Last week, a video from Tonight Show with Jimmy Fallon went viral when Paris Hilton and Fallon discussed their NFTs, non-fungible tokens. A few months back, Hilton had stopped by the show and the two celebrities discussed NFTs, which led Fallon to purchase a Bored Ape Yacht Club NFT.
In simple terms, non-fungible means non-replaceable. NFTs are marketed as a scarce good, like art, because you will own the digital good as if it were a physical item.
Fungible goods include any items where a buyer does not care what physical version they get. When you go to the store you do not care which loaf of bread you get or which can of soda you exit the store with. Something non-fungible would be a piece of art like the Mona Lisa or a copy of the Magna Carta.
NFTs are non-fungible because you own a digital asset that is the only one that exists in the world.
Since the NFT is digital, Fallon showed a photo version of the “ape” he purchased, which is “unique” in that it has a yacht hat and heart sunglasses. After Hilton heard that Fallon had bought an “ape” she also purchased one, and the two sent prices soaring for “ape” NFTs after the segment was posted online.
In late January, the media outlet Hype Art, reported that singer Justin Bieber may have gotten in on the Bored Ape craze, and purchased one for over $1.2 million. However, Bieber himself has yet to confirm the purchase.
Bored Ape #3001 was purchased for 500.0 ETH
But before you also get start investing your money in this market, there are a few risks you should be aware of.
One can purchase a Bored Ape Yacht Club NFT for anywhere between 100 and 4000 Ether (ETH), which is a different cryptocurrency. One Ether, currently, holds the same value as around $2,500. Before the interview with Hilton, the average Ape was selling for less than 100 ETH, or around $254,740, and since then that figure has grown to 131 ETH or $333,709.

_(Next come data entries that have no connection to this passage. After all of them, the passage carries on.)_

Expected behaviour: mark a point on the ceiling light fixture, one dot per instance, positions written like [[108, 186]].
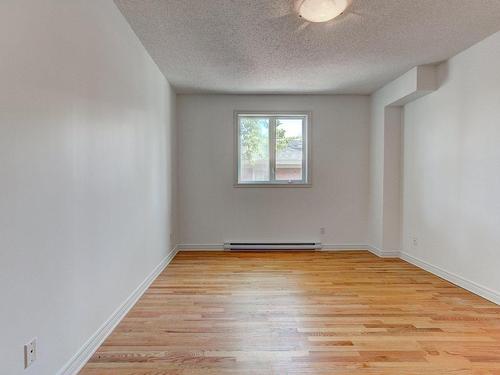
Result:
[[321, 10]]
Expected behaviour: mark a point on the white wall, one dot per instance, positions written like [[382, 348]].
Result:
[[385, 154], [86, 207], [452, 168], [213, 211]]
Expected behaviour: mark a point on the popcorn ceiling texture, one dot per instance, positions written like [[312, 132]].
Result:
[[262, 46]]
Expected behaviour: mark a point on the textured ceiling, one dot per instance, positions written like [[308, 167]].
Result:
[[261, 46]]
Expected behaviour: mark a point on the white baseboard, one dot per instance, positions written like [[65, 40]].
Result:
[[469, 285], [340, 247], [76, 363], [384, 253], [200, 247]]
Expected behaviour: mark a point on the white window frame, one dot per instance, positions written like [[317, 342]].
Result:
[[306, 148]]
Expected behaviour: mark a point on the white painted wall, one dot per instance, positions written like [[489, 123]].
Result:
[[452, 168], [86, 166], [385, 154], [213, 211]]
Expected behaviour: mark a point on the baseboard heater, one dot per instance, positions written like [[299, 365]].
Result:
[[272, 245]]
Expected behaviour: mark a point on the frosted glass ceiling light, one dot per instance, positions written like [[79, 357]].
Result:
[[321, 10]]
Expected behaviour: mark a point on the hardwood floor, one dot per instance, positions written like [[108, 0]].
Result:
[[302, 313]]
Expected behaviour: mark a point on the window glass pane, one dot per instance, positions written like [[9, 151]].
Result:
[[254, 149], [289, 144]]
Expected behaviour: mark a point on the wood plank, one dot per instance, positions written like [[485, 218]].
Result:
[[301, 313]]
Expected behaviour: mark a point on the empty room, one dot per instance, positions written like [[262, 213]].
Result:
[[249, 187]]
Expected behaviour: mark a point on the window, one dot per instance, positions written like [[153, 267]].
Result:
[[272, 149]]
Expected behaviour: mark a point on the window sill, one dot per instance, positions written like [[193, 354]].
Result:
[[285, 185]]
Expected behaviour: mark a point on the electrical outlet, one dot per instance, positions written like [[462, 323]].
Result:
[[30, 353]]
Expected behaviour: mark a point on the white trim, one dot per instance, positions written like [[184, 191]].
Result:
[[79, 360], [200, 247], [383, 253], [462, 282], [306, 155], [340, 247]]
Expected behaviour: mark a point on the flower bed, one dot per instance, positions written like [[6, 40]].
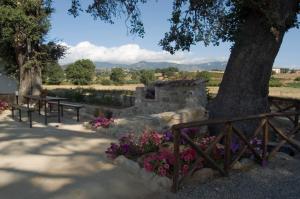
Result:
[[153, 151], [3, 106], [99, 122]]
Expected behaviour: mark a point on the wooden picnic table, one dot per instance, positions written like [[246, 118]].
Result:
[[45, 100]]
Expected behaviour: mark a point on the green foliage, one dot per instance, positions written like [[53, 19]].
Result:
[[275, 82], [53, 74], [118, 75], [294, 84], [147, 76], [204, 75], [297, 79], [169, 72], [23, 27], [81, 72], [192, 21], [106, 82]]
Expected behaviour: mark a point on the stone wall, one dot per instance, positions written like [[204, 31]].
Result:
[[170, 96]]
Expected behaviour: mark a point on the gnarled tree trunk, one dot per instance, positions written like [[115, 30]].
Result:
[[30, 79], [245, 85]]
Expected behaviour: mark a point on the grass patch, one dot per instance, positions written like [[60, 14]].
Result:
[[294, 85]]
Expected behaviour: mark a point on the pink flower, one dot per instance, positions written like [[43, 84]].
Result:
[[163, 172], [185, 169], [166, 166]]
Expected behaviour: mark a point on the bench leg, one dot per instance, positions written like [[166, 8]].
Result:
[[30, 118], [77, 109]]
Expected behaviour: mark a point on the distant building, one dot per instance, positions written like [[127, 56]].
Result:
[[7, 84], [276, 70]]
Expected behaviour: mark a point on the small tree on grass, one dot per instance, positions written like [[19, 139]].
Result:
[[118, 75], [53, 74], [81, 72], [147, 76], [204, 74]]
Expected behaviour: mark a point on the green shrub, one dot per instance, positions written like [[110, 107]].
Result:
[[106, 82], [53, 74], [118, 75], [204, 74], [294, 85], [147, 76]]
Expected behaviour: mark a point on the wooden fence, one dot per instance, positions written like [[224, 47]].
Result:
[[265, 130]]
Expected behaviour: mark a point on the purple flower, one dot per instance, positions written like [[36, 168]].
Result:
[[168, 136]]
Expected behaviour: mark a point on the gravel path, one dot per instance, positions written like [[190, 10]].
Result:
[[280, 179]]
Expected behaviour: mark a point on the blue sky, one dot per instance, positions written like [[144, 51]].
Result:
[[96, 40]]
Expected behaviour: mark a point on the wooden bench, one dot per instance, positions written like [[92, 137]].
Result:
[[20, 108], [77, 107]]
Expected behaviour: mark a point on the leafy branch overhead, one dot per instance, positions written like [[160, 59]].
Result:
[[192, 21]]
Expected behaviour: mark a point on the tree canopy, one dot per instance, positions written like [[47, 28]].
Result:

While all people should be allowed to spend their money how they see fit, many are calling Fallon’s segment irresponsible. Should the entire NFT market collapse, celebrities and wealthy investors who have spent millions of dollars on these digital assets, will likely still be able to hold onto most of their wealth. However, for smaller investors hoping to follow the trend and make some money, the consequences could be catastrophic. While the NFT market is largely unregulated, many have criticized Fallon’s actions saying that him prompting an asset he holds is a clear conflict of interest. If Fallon had told his audience
During the interview, also Hilton spoke to her collaboration with SuperPlastic, to create a NFT series that features collages that she has created with photos of her and her husband. More details on Hilton’s project are expected to be announced in the coming months, but as a part of her promotion tour, Hilton pulled an Oprah and gifted an NFT to Fallon as well as all those that were in the audience.
.@ParisHilton surprises Tonight Show audience members by giving them their own NFTs! #FallonTonight pic.twitter.com/3yWRjoqoDs
The increase the market value of the Bored Ape Yacht Club NFTs shows the sensitivity in price that exists in the digital currency space.
Many compare NFTs to pieces of art because they follow the same economic principles relating to scarcity. There is only one Mona Lisa in the world and therefore it would be very expensive to buy. But with NFTs, you may own one “ape” but there are more than ten thousand of very similar apes that you could buy.
While there is clearly hype in the NFT market, what the assets value depends on is continued belief in the product. Should many wealthier holders begin to sell of their NFTs, or the trend begin to dwindle, the prices of these assets could fall sharply. This is very different from physical art, that holds an inherit value which is what makes it so expensive. The price of the Mona Lisa, or an original manuscript written by a famous author holds inherit value because it is the only one like it. Yes, Jimmy Fallon owns an NFT of a monkey, but you can buy a very similar one.
Some proponents argue that the same goes for people who invest early in company stocks. For example, people who invested early in Apple or Amazon, and waited even decades saw incredible returns.
But there is a key difference. Apple and Amazon had to make money and show that the products or services they were offering were profitable.
Should they stop being able to generate profits, the stock value would decrease. The value of Apple as a company does not come from the fact that it is “Apple,” it is that it has a consumer base that prefers their products and will spend their money on them. If that were to change, and threaten the businesses, the value of the stock would fall and investors would lose out.
It is important to note, however, that those who had invested less and had thus not been able to spread the risk out as much as others, would be disproportionately impacted by the fall in price.
But when looking at the NFT market, it is easier to see the risk because what sustains it is an idea in the NFT. What drivers the price up, is interest in the concept. If investors believe that they can begin to make money in this market, they should be aware that it might be a trend, that could leave them empty handed.
For a recent example, look at Bitcoin.
When major leaders in the financial world like Elon Musk through their support behind the coin, the value shot up, and when he began to withdrawal his support, the price dropped… quickly. Bitcoin hit historic highs in 2021, and over the past few weeks has seen its value cut in half.